The game's protagonist has been enslaved by IS but manages to escape after a sandstorm engulfs the Iraqi village she is being held in.

She then joins a Kurdish militia, fighting the extremists and pushing them out of large swathes of the country taken over by the group.

The game will be released on the PlayStation 4, Xbox One and PC next year with a few lucky gamers being allowed access to closed alpha testing later this year.

     
      The game will be released next year [New World]

Thousands of Yazidis were massacred when IS took over the Sinjar area in Iraq in August 2014 and thousands of Yazidi women abducted and turned into sex slaves.
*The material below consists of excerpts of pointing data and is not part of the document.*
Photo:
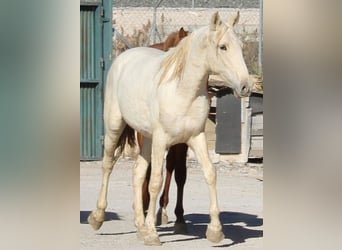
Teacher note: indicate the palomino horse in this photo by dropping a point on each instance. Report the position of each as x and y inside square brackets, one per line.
[163, 95]
[175, 161]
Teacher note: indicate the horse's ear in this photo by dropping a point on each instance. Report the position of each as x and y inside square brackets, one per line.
[232, 21]
[182, 33]
[215, 21]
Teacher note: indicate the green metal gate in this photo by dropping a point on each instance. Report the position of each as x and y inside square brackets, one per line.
[95, 59]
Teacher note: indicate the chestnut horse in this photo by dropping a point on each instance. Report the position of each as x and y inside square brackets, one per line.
[163, 95]
[175, 161]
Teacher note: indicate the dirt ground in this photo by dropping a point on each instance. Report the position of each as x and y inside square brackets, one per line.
[240, 200]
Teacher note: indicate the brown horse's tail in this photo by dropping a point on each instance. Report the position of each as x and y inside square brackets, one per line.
[128, 136]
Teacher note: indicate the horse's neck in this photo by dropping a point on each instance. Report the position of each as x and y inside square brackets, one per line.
[196, 72]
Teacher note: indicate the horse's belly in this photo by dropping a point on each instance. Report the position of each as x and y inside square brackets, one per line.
[180, 126]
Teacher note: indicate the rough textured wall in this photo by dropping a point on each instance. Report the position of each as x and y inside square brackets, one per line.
[188, 3]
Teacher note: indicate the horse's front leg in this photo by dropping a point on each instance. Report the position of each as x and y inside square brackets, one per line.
[96, 217]
[156, 180]
[199, 145]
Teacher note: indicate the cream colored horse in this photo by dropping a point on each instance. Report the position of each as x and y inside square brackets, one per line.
[164, 97]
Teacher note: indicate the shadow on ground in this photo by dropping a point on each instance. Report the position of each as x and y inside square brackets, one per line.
[197, 226]
[109, 216]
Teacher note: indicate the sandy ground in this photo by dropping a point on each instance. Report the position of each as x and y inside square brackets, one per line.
[240, 201]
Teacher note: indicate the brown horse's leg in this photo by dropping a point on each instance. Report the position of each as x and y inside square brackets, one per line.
[180, 177]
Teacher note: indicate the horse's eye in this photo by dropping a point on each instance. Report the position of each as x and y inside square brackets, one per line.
[223, 47]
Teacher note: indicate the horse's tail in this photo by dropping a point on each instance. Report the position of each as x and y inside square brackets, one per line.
[128, 136]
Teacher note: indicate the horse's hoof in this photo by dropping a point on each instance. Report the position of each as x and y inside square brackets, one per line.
[181, 228]
[141, 233]
[162, 218]
[152, 240]
[96, 223]
[214, 236]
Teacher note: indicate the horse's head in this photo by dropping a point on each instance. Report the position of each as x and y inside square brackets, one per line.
[225, 55]
[182, 33]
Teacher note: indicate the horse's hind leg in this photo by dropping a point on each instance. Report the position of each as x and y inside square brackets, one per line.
[111, 138]
[199, 146]
[180, 177]
[139, 174]
[158, 150]
[162, 217]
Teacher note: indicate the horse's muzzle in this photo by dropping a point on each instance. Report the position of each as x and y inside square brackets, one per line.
[245, 90]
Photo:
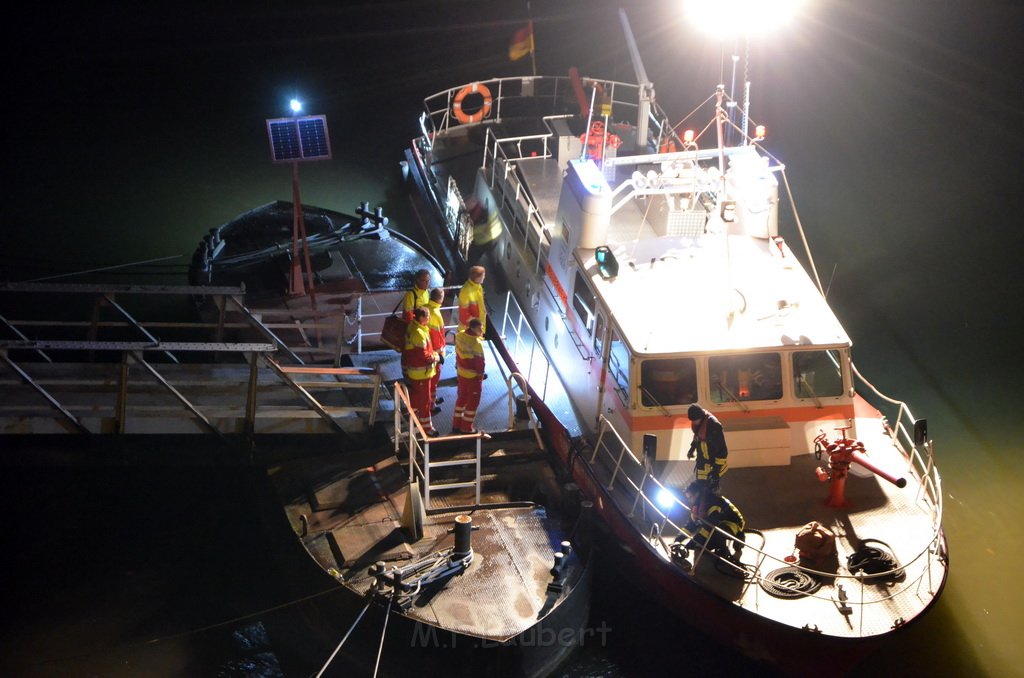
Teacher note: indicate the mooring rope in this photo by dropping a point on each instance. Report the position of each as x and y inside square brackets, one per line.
[347, 634]
[380, 649]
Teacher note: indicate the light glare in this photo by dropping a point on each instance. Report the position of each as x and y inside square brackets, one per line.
[730, 17]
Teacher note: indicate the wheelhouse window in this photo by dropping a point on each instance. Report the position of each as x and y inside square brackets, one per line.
[584, 301]
[619, 367]
[666, 382]
[817, 374]
[751, 377]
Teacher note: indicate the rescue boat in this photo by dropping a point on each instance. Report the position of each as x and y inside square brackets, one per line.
[645, 268]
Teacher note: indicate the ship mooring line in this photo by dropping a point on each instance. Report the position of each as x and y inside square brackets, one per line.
[347, 634]
[380, 648]
[175, 636]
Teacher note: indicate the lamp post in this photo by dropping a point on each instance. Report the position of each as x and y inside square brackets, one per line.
[295, 139]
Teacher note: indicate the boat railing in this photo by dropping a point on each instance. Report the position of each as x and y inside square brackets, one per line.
[916, 449]
[656, 510]
[523, 346]
[422, 453]
[373, 307]
[155, 381]
[523, 96]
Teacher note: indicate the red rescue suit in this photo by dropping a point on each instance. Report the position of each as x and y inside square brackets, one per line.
[418, 364]
[469, 365]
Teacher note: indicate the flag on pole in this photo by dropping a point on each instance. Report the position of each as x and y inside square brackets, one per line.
[522, 43]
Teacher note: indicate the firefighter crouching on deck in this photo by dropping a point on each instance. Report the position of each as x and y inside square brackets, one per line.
[709, 443]
[717, 512]
[419, 364]
[469, 365]
[418, 296]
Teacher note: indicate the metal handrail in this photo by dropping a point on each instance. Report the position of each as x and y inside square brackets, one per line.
[623, 462]
[419, 447]
[376, 319]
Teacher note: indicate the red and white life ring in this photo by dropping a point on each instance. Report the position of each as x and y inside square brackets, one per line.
[482, 112]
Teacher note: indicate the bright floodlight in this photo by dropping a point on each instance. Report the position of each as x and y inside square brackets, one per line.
[666, 499]
[728, 17]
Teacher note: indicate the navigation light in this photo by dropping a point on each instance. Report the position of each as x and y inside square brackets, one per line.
[606, 263]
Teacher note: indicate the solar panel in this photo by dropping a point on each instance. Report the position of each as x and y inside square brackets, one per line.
[294, 139]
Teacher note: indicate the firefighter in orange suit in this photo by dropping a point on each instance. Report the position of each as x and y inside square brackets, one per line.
[418, 296]
[419, 363]
[471, 299]
[469, 365]
[436, 326]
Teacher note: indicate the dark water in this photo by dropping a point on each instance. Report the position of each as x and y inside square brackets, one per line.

The Yazidis are neither Muslims nor Arabs, and the Kurdish-speaking community follows a unique faith despised by the Sunni extremists.

Hundreds of Kurdish women, including Yazidis, have taken part in the showdown with IS, imposing a reign of terror over areas they seized in Syria and neighbouring Iraq.

IS fighters feel ashamed and terrified at the idea of being killed by a woman because they believe it is forbidden in Islam, according to members of the Women's Protection Units [YPJ].

The group is the female counterpart to the Kurdish People's Protection Units [YPG], the armed branch of the leading Kurdish Democratic Union Party [PYD] and key component of the US-backed Kurdish-Arab SDF.

But some observers have criticised the Western media's fascination and "fetishisation" of Kurdish women fighters as sexist.